Tribunal Constitucional relembra pressupostos de criação de associações públicas
Em 13.07.2021, o Tribunal Constitucional, por acórdão n.º 522/2021, declarou, com força obrigatória geral, a inconstitucionalidade das normas contidas na Lei n.º 73/2019, de 2 de setembro, que procedeu à reinstitucionalização da Casa do Douro enquanto associação pública de inscrição obrigatória, aprovando os respetivos Estatutos.
Na prática, uma das atribuições da sobredita associação seria a representação dos viticultores, junto de entidades públicas e privadas, colocando-se a questão de saber se o Estado goza de um poder discricionário de criar associações públicas, de inscrição e quotização obrigatória, prescindindo da liberdade individual de associação.
Exemplo típico de situações em que se discutiu a obrigatoriedade de inscrição, são as Ordens Profissionais, já objeto de arrestos do Tribunal Constitucional, na medida em que a criação das sobreditas associações constitui um ato de autoridade, cuja finalidade será sempre a satisfação de interesses gerais, v.g. a regulação de uma determinada profissão, com as respetivas prerrogativas de direito público. Nestes casos, não está em causa, naturalmente, exercer funções próprias de associações sindicais.
O ponto é que a criação de tais entidades pressupõe a necessidade de tutela de um interesse público de especial relevo que o Estado não possa assegurar diretamente.
O Tribunal Constitucional assume que, no caso das associações públicas, a prossecução do interesse particular dos associados, apesar de não estar vedado, terá que comportar uma vertente meramente acessória ou até instrumental da finalidade pública prosseguida, v.g., conformar a produção e a comercialização dos vinhos produzidos na Região do Douro, as quais, em concreto, são exercidas pelo Instituto dos Vinhos do Douro e do Porto, I.P.
É interessante notar a forma como o Tribunal Constitucional recupera toda a doutrina da organização administrativa do Estado, que define associação pública como “uma pessoa coletiva de direito público, de natureza associativa, criada como tal por ato do poder público, que desempenha tarefas administrativas próprias, relacionadas com os interesses dos seus próprios membros” (vg. Professor Vital Moreira) ou “pessoas coletivas públicas, de tipo associativo, destinadas a assegurar autonomamente a prossecução de determinados interesses públicos” (v.g. Professor Freitas do Amaral).

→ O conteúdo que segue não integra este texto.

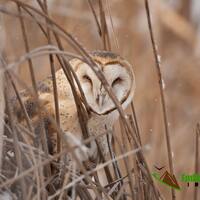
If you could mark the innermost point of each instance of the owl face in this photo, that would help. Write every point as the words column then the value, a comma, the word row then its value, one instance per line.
column 118, row 74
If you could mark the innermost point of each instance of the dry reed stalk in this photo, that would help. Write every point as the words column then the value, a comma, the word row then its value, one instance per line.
column 52, row 30
column 163, row 104
column 2, row 100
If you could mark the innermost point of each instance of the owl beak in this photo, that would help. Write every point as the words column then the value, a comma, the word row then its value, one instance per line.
column 100, row 99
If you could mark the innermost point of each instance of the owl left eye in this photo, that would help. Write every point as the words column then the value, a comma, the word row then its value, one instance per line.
column 117, row 81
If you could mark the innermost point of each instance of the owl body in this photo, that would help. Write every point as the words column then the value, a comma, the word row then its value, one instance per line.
column 119, row 75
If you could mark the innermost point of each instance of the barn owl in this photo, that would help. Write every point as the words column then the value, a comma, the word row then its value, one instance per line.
column 117, row 71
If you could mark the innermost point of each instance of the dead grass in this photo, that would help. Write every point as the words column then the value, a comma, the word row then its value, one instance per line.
column 166, row 101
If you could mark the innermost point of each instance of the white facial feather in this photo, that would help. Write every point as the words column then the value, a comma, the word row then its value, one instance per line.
column 117, row 76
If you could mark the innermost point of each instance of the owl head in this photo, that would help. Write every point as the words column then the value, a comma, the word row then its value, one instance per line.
column 118, row 73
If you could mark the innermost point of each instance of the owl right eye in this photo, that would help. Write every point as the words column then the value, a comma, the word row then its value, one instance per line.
column 87, row 78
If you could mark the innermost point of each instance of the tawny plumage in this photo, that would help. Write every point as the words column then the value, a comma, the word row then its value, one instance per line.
column 117, row 71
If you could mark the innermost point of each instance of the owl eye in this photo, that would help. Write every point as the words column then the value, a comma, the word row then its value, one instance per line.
column 87, row 78
column 117, row 81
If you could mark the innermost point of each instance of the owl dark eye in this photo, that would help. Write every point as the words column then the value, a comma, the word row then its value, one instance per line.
column 117, row 81
column 87, row 78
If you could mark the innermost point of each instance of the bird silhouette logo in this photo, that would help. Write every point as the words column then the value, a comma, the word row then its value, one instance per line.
column 166, row 178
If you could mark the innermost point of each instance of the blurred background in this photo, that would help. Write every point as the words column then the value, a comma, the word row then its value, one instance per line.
column 176, row 24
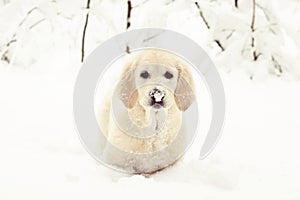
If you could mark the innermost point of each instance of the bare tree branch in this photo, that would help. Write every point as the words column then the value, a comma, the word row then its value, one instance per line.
column 129, row 8
column 218, row 42
column 236, row 3
column 252, row 26
column 84, row 30
column 13, row 39
column 277, row 66
column 201, row 15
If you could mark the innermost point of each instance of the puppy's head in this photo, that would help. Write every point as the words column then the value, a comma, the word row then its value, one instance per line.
column 156, row 79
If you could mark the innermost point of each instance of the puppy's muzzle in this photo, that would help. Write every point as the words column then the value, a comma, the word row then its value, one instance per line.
column 157, row 97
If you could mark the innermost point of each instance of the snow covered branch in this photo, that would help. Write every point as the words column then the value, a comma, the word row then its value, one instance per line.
column 84, row 30
column 129, row 8
column 255, row 54
column 218, row 42
column 236, row 3
column 5, row 57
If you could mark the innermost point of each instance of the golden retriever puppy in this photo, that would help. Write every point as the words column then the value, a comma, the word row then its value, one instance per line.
column 144, row 113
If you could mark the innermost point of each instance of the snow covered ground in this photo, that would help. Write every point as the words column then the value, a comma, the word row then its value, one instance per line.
column 257, row 156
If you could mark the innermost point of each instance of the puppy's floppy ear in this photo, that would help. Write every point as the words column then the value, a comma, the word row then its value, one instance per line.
column 127, row 89
column 184, row 93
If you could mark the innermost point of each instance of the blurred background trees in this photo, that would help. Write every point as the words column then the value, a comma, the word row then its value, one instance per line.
column 259, row 38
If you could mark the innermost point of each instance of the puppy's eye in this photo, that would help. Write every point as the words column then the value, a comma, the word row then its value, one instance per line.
column 168, row 75
column 145, row 75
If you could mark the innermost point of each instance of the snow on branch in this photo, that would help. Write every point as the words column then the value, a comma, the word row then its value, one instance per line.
column 5, row 57
column 252, row 26
column 236, row 3
column 218, row 42
column 84, row 30
column 129, row 8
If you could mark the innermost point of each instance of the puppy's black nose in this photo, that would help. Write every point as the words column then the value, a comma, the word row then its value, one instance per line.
column 157, row 95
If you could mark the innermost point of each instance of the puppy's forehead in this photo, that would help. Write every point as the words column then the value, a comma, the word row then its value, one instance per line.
column 155, row 69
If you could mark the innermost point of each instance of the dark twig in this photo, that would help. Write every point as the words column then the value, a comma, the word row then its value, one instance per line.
column 218, row 42
column 201, row 15
column 84, row 30
column 277, row 66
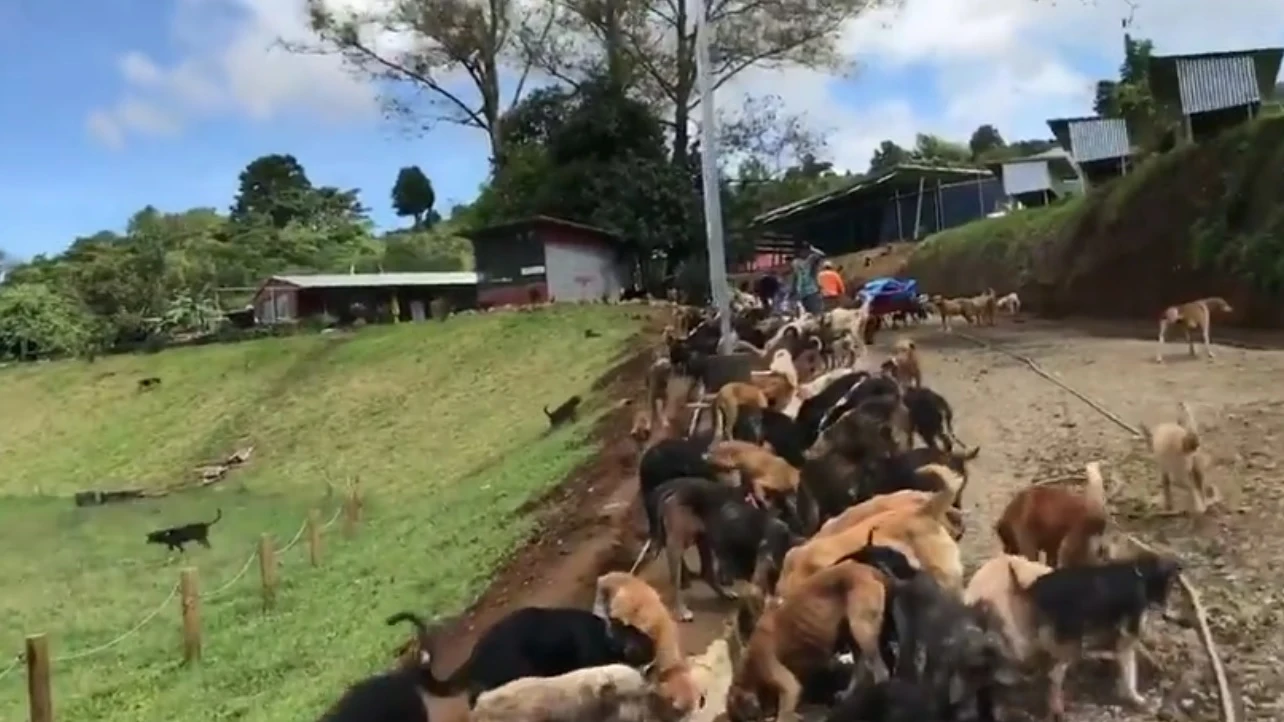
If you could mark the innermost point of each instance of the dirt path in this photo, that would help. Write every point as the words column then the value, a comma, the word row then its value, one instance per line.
column 1030, row 429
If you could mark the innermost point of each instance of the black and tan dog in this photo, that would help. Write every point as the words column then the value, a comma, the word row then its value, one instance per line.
column 175, row 537
column 568, row 411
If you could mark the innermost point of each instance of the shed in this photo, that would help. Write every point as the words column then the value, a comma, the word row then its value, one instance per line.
column 1035, row 180
column 349, row 296
column 903, row 203
column 543, row 258
column 1215, row 90
column 1099, row 147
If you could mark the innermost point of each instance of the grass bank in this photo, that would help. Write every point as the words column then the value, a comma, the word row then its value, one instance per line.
column 441, row 422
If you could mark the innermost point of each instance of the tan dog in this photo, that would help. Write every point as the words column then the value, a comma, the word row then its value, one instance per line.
column 1009, row 303
column 903, row 499
column 1190, row 316
column 767, row 475
column 993, row 585
column 799, row 635
column 628, row 599
column 729, row 400
column 904, row 357
column 1176, row 452
column 921, row 532
column 1065, row 526
column 986, row 307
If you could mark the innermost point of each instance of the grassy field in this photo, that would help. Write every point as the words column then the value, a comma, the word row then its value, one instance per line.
column 441, row 422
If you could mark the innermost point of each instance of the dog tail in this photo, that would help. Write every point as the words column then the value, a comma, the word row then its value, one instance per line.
column 1095, row 488
column 943, row 500
column 450, row 686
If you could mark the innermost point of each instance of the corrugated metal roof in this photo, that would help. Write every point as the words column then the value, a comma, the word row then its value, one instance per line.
column 1215, row 84
column 1093, row 139
column 374, row 280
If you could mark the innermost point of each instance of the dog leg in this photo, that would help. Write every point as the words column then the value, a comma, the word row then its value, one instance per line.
column 1057, row 691
column 1126, row 657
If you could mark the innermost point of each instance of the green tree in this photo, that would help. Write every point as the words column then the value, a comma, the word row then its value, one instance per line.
column 39, row 323
column 985, row 140
column 274, row 188
column 414, row 195
column 886, row 157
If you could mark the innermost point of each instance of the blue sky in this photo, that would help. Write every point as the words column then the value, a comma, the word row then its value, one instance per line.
column 116, row 104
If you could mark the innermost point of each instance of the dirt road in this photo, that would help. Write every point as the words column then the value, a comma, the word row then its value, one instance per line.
column 1030, row 429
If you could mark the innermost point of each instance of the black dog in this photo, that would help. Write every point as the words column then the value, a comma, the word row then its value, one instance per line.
column 392, row 696
column 175, row 537
column 533, row 641
column 931, row 416
column 565, row 413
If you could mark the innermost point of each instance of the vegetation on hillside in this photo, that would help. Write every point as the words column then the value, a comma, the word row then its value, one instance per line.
column 439, row 424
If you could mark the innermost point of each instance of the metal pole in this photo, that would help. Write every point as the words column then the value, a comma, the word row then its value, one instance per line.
column 709, row 170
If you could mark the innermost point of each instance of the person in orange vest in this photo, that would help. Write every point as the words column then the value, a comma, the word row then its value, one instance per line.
column 832, row 289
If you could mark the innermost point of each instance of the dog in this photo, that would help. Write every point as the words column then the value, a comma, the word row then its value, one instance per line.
column 1077, row 604
column 175, row 537
column 1065, row 526
column 1179, row 457
column 904, row 359
column 922, row 531
column 568, row 411
column 614, row 691
column 801, row 633
column 632, row 601
column 533, row 641
column 993, row 586
column 735, row 398
column 1009, row 303
column 1192, row 315
column 688, row 515
column 389, row 696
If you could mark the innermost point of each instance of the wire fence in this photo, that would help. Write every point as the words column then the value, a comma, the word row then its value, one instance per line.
column 351, row 506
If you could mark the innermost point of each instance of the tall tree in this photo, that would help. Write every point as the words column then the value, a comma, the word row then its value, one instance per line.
column 412, row 194
column 483, row 41
column 650, row 44
column 985, row 139
column 271, row 186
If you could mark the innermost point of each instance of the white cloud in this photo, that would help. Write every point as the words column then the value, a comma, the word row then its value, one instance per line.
column 1012, row 63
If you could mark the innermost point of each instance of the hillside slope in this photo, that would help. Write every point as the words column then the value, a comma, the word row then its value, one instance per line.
column 442, row 424
column 1203, row 220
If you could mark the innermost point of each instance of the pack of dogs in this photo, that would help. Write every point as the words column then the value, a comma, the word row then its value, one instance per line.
column 824, row 505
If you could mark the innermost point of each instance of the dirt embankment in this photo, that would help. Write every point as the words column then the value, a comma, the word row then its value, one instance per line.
column 1203, row 220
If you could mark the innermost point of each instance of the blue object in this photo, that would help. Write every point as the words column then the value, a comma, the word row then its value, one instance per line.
column 889, row 288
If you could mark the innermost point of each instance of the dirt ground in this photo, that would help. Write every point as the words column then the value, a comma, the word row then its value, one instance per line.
column 1027, row 429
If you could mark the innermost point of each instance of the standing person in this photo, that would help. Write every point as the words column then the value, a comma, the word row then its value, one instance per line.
column 832, row 288
column 805, row 266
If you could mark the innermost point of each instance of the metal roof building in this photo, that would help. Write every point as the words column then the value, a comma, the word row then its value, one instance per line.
column 902, row 203
column 1215, row 90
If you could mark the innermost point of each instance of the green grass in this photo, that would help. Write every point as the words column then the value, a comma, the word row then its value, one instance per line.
column 441, row 423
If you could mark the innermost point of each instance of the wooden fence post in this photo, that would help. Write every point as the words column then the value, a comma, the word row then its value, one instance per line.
column 40, row 698
column 189, row 595
column 315, row 536
column 267, row 569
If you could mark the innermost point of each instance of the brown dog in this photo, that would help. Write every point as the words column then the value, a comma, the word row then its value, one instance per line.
column 629, row 600
column 729, row 400
column 904, row 359
column 799, row 635
column 921, row 532
column 1178, row 455
column 1192, row 315
column 1065, row 526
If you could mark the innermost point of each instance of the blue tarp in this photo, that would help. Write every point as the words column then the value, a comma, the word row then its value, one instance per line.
column 889, row 288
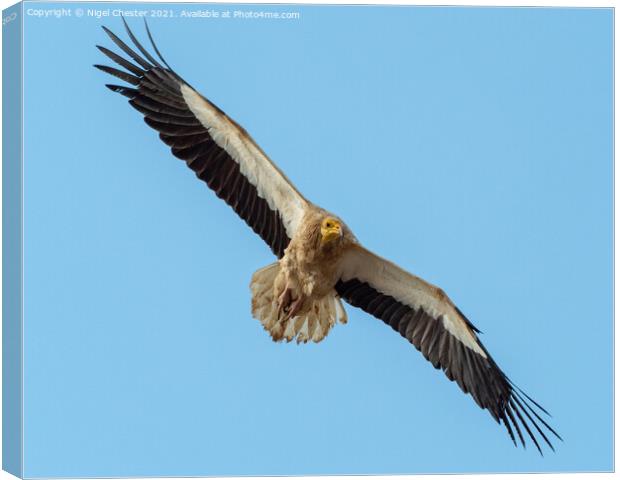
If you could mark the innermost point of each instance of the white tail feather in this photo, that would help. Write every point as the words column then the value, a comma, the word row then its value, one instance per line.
column 311, row 326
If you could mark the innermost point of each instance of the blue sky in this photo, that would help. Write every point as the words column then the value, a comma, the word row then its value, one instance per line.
column 472, row 146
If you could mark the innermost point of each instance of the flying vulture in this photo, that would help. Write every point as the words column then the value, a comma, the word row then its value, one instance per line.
column 319, row 260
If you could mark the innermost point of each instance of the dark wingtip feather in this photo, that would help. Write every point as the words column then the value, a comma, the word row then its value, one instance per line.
column 135, row 41
column 161, row 57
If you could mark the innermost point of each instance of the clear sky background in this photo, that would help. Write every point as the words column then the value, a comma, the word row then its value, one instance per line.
column 472, row 146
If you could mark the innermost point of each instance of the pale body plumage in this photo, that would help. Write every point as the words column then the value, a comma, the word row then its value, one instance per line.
column 320, row 261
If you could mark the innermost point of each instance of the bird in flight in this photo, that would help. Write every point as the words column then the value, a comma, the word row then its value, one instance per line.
column 320, row 262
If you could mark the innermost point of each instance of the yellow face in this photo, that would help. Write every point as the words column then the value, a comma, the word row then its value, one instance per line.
column 331, row 230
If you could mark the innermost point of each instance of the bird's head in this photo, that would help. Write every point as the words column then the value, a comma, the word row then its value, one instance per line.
column 331, row 231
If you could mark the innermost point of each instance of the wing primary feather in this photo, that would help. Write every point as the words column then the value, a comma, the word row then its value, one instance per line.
column 526, row 395
column 119, row 74
column 515, row 409
column 508, row 428
column 540, row 419
column 542, row 434
column 148, row 32
column 508, row 411
column 123, row 46
column 125, row 91
column 135, row 41
column 121, row 61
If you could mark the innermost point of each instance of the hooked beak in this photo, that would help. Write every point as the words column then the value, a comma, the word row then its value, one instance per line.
column 331, row 234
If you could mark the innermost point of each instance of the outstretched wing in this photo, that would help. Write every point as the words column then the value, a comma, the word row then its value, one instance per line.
column 424, row 315
column 217, row 149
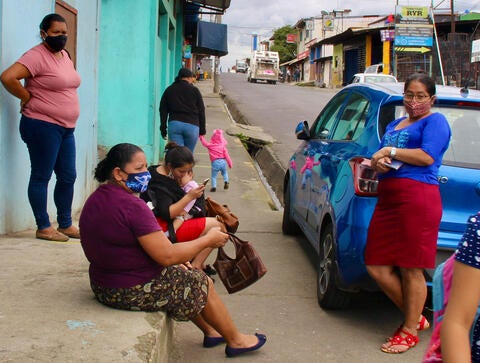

Nesta ótica, considerando a mera representação genérica dos interesses de todos os viticultores da Região Demarcada do Douro, não há dúvidas que serão tais viticultores as pessoas mais indicadas para prosseguir os seus próprios interesses, designadamente, através da constituição de associações de direito privado.
Atendendo às atribuições que são acometidas à Casa do Douro, entendeu o Tribunal Constitucional que esta não preenche os requisitos para assumir a forma de associação pública de interessados, enquanto instrumento de descentralização administrativa, bem como estar em violação da liberdade de associação.
Conclui-se, assim, para qualquer entidade pública: sem que se prevejam quaisquer tarefas públicas, bem como a satisfação de necessidades públicas específicas, estará sempre vedada a criação de associações públicas, ao abrigo do disposto no n.º 4 do artigo 267.º da Constituição da República Portuguesa.